# PSU IST 597.005
## Differential Privacy extra practice

### Preamble

In [2]:
%matplotlib inline
import matplotlib.pyplot as plt
plt.style.use('seaborn-whitegrid')
import pandas as pd
import numpy as np

# Our usual dataset

adult_data = pd.read_csv("adult_with_pii.csv")
adult_data['DOB'] = pd.to_datetime(adult_data['DOB'], errors='coerce')
adult_data.head()

# Some useful utilities from earlier assignments

def laplace_mech(v, sensitivity, epsilon):
    return v + np.random.laplace(loc=0, scale=sensitivity / epsilon)

def pct_error(orig, priv):
    return np.abs(orig - priv)/orig * 100.0

def your_code_here():
    return 1

def z_clip(xs, b):
    return [min(x, b) for x in xs]

def laplace_mech_vec(vec, sensitivity, epsilon):
    return [v + np.random.laplace(loc=0, scale=sensitivity / epsilon) for v in vec]

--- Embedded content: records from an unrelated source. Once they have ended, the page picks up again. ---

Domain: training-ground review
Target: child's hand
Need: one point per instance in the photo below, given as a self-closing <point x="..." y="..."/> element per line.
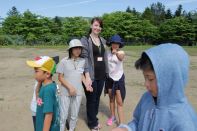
<point x="89" y="88"/>
<point x="72" y="91"/>
<point x="88" y="82"/>
<point x="119" y="129"/>
<point x="114" y="51"/>
<point x="120" y="55"/>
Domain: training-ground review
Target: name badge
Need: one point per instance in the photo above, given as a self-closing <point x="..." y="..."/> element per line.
<point x="99" y="58"/>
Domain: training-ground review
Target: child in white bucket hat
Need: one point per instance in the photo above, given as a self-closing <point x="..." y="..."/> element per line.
<point x="70" y="74"/>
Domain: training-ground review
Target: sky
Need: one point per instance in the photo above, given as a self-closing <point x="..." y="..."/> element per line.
<point x="87" y="8"/>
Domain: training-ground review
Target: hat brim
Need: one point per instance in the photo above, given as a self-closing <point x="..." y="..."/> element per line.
<point x="32" y="64"/>
<point x="75" y="47"/>
<point x="120" y="43"/>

def gaussian_mech_vec(vec, sensitivity, epsilon, delta):
    return [v + np.random.normal(loc=0, scale=sensitivity * np.sqrt(2*np.log(1.25/delta)) / epsilon)
            for v in vec]

### Question 1

Write code to answer the following query:

`For each marital status in the census data, how many participants had that status?`

*Note*: "marital status" is misspelled as `Martial Status` in the column names.

### Question 2

Write code to return a differentially private version of your result from the last question. Use the definition of `laplace_mech` above.

### Question 3

In the cell below, answer the following in 3-5 sentences:
- What is the privacy cost of your answer to the last question, and why?
- Does it violate privacy to release the set of unique marital status categories (i.e. the "histogram bin labels"), as we do here? Why or why not? 
- Is the answer to the above point the same for every dataset?

### Question 4

Write code to produce graphs of the percent error introduced for each count. Your code should compute 100 differentially private answers for each marital status, then run `pct_error` on each answer to compute the percent error of that answer. The remaining code will plot histograms of the results for each status.

### Question 5

In 3-5 sentences, answer the following:
- Which marital status tends to have the largest error? Which one has the smallest error?
- What is the reason for this discrepency?
- Describe a rule of thumb for deciding when a differentially private counting query will yield an accurate result.

### Question 6
Write code to produce a differentially private contingency table for three variables: `Martial Status`, `Sex`, and `Education`.

### Question 7

In 5-10 sentences, answer the following:
- What is the privacy cost of your differentially private contingency table in the last question? Why?
- The contingency table in the last question contains 3 variables, compared to 2 in the table from earlier. Is the privacy cost for the table in the last question different from the privacy cost in Question 19? Why or why not?
- In general, what is the effect of the number of variables in a single contingency on **privacy cost**? Why is this the case?
- In general, what is the effect of the number of variables in a single contingency on **accuracy**? Why is this the case?

### Question 8

Consider the code below, which graphs the total privacy cost of an averaging attack under (1) sequential composition and (2) advanced composition, for values of `k` between 1 and 200.

In [None]:
epsilon = .1
delta_p = 1e-5

def query():
    return len(adult_data[adult_data['Martial Status'] == 'Divorced'])

def avg_attack(k):
    return np.mean([laplace_mech(query(), 1, epsilon) for i in range(k)])
    
xs = range(1, 200)
privacy_cost_sequential = [k * epsilon for k in xs]
privacy_cost_advanced = [2 * epsilon * np.sqrt(2 * k * np.log(1/delta_p)) for k in xs]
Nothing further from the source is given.